Ein Original Herrnhuter Advents- und Weihnachtsstern besteht aus insgesamt 25 Zacken: 17 Viereck- und 8 Dreieckzacken. Anstelle der 26. Zacke wird oben die Beleuchtung eingeführt. Beleuchtung bitte separat bestellen.

Traditionell wird er in Einzelteilen geliefert und an Ort und Stelle im Kreise der Familie oder mit Freunden zusammengesetzt.

Hinweis: Wenn ein Artikel nicht aufrufbar ist, dann ist er leider im Moment nicht lieferbar!

Die Geschichte des Herrnhuter Sterns

Der Brauch, den Stern im Familienkreis zusammenzubauen und ihn am ersten Sonntag im Advent aufzuhängen, hat eine lange Tradition und ist eng mit der Geschichte der Herrnhuter Brüdergemeine ~ einer evangelischen Freikirche ~ verbunden.

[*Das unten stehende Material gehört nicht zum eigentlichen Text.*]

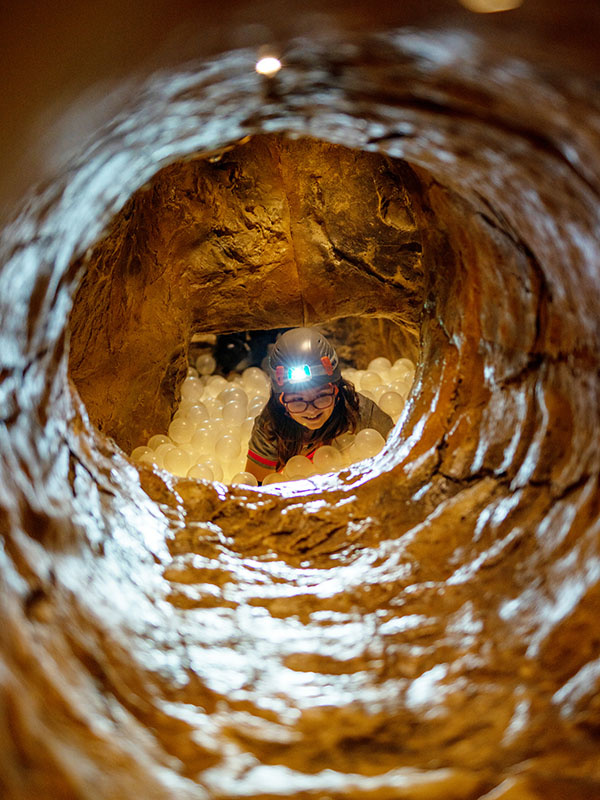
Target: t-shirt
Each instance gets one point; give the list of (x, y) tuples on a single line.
[(262, 450)]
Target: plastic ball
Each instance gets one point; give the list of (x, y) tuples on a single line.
[(203, 440), (177, 461), (215, 385), (138, 452), (201, 471), (370, 380), (214, 407), (216, 468), (344, 441), (273, 477), (298, 467), (368, 441), (159, 438), (255, 380), (379, 365), (234, 412), (246, 478), (181, 430), (392, 403), (227, 448), (191, 389), (197, 414), (233, 393), (327, 459), (256, 405), (206, 364)]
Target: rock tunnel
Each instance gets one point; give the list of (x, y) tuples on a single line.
[(422, 625)]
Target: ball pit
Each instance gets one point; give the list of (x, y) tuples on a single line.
[(209, 433)]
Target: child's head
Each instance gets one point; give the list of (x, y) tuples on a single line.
[(308, 392), (302, 360)]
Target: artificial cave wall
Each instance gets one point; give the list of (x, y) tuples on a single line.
[(425, 626), (275, 232)]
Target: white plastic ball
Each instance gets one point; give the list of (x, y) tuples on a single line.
[(234, 412), (159, 438), (215, 385), (370, 380), (201, 471), (256, 405), (206, 364), (233, 393), (214, 408), (369, 441), (181, 430), (298, 467), (255, 381), (327, 459), (227, 448), (216, 468), (273, 477), (197, 414), (392, 403), (344, 441), (246, 478), (203, 440), (138, 452), (191, 389), (379, 365), (177, 461)]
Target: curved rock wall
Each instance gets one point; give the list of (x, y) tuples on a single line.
[(273, 233), (422, 628)]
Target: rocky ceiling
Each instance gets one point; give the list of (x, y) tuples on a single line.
[(424, 628)]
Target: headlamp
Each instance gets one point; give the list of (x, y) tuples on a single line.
[(299, 374)]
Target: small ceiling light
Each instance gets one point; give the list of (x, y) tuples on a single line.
[(491, 6), (269, 66)]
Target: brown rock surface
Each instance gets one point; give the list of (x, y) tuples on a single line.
[(427, 628)]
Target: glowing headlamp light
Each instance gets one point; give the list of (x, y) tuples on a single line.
[(299, 374)]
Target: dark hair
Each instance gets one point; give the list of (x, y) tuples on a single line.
[(288, 435)]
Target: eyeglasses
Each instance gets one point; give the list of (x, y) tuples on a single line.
[(320, 402)]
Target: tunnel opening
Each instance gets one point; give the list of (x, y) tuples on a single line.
[(415, 630), (273, 232)]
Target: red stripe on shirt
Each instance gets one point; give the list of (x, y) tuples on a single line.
[(260, 460)]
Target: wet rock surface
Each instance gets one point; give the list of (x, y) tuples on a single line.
[(427, 628)]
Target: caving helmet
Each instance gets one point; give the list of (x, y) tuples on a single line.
[(301, 359)]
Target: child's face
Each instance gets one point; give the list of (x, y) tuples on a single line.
[(312, 417)]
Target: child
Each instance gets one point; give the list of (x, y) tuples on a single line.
[(310, 404)]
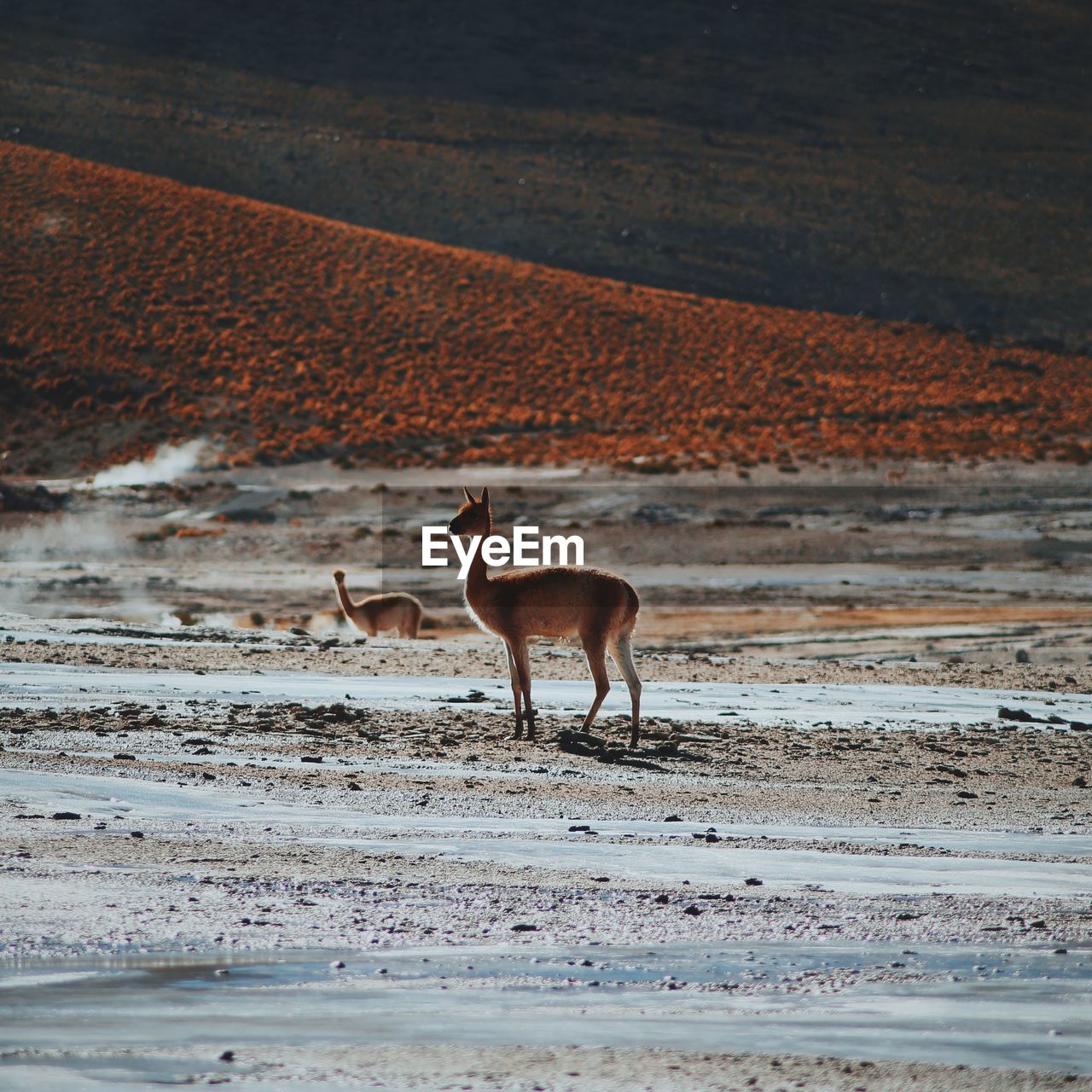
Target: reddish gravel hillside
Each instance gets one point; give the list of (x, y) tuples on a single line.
[(137, 311)]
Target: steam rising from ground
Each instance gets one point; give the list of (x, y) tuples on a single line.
[(168, 463)]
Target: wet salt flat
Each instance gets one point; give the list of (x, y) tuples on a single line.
[(102, 796), (799, 705), (1018, 1007), (499, 842)]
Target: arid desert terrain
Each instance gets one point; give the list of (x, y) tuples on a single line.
[(852, 850)]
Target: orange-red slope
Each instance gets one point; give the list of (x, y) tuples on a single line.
[(140, 309)]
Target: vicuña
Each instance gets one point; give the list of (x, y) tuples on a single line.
[(561, 601), (394, 611)]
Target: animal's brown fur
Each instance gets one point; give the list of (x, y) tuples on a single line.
[(393, 611), (561, 601)]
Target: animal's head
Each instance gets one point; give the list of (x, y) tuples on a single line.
[(474, 517)]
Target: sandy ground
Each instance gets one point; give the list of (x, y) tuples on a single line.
[(885, 882)]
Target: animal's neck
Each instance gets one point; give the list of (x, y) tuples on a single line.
[(478, 577), (347, 605)]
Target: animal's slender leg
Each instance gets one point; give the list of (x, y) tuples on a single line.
[(621, 653), (514, 676), (597, 663), (522, 656)]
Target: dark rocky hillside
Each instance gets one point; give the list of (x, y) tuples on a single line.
[(905, 160)]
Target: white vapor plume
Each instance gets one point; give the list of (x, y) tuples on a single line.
[(168, 463)]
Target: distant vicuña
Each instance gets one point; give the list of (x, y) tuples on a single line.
[(393, 611)]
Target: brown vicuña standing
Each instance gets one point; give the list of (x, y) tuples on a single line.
[(560, 601), (394, 611)]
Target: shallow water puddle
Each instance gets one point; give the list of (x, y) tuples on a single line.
[(799, 703), (1014, 1007)]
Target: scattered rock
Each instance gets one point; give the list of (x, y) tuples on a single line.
[(1016, 714)]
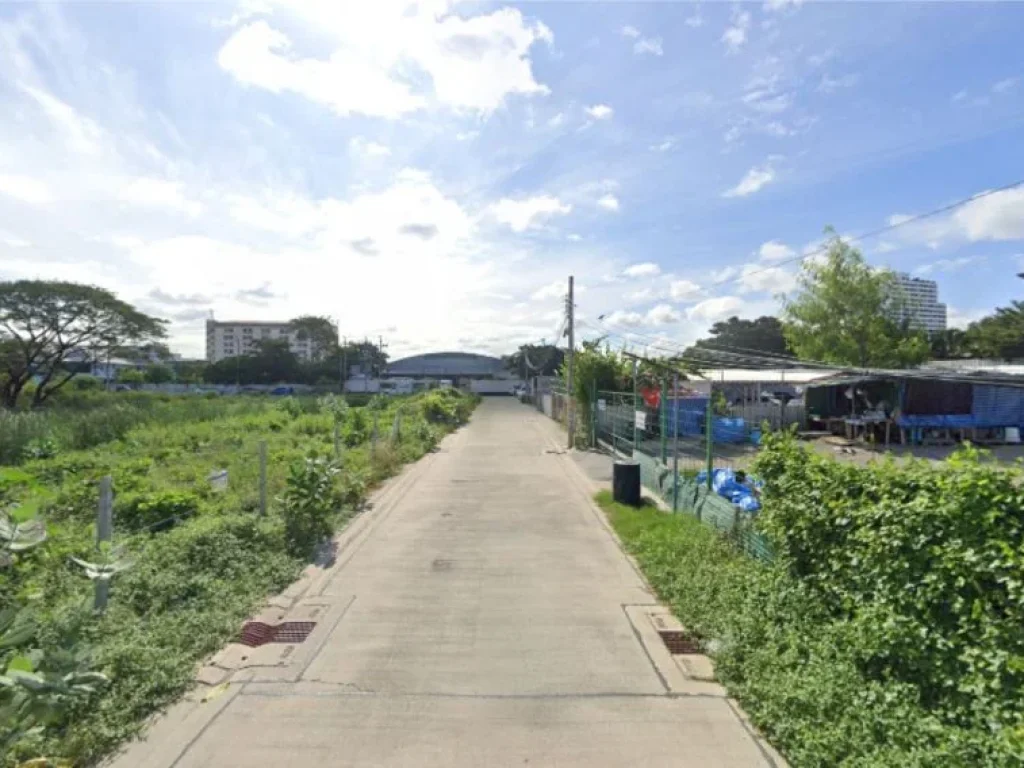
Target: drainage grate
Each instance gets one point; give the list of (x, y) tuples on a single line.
[(255, 634), (680, 642)]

Anfang des 18. Jahrhunderts fanden Nachfahren der evangelischen Brüdergemeine, welche während der Gegenreformation ihre Heimat in Böhmen und Mähren verlassen mussten, auf dem Gut des Grafen von Zinzendorf in der Oberlausitz eine neue Heimat. Der von Ihnen gegründete Ort Herrnhut ~ unter der Hut des Herrn ~ wurde zum Ursprungsort für die neue Herrnhuter Brüdergemeine und einer weltweiten Missionstätigkeit. Während sich die Gemeindemitglieder in vielen Teilen der Welt ihrer Missionsarbeit widmeten, erhielten deren Kinder in den Herrnhuter Internaten eine sehr gute Schulausbildung für ihr zukünftiges Leben.

Am Anfang war die Mathematik

So wurden die ersten Sterne in den Internatsstuben der Brüdergemeine gebastelt. Anfang des 19. Jahrhunderts baute ein Erzieher anläßlich eines Schuljubiläums einen Stern aus Papier und Pappe und hängte diesen mit einer Beleuchtung auf. Später wurde das Sternebasteln in den  Mathematik- und Geometrieunterricht aufgenommen, um das räumliche Denken zu verbessern und geometrische Körper zu formen und zusammenzusetzen.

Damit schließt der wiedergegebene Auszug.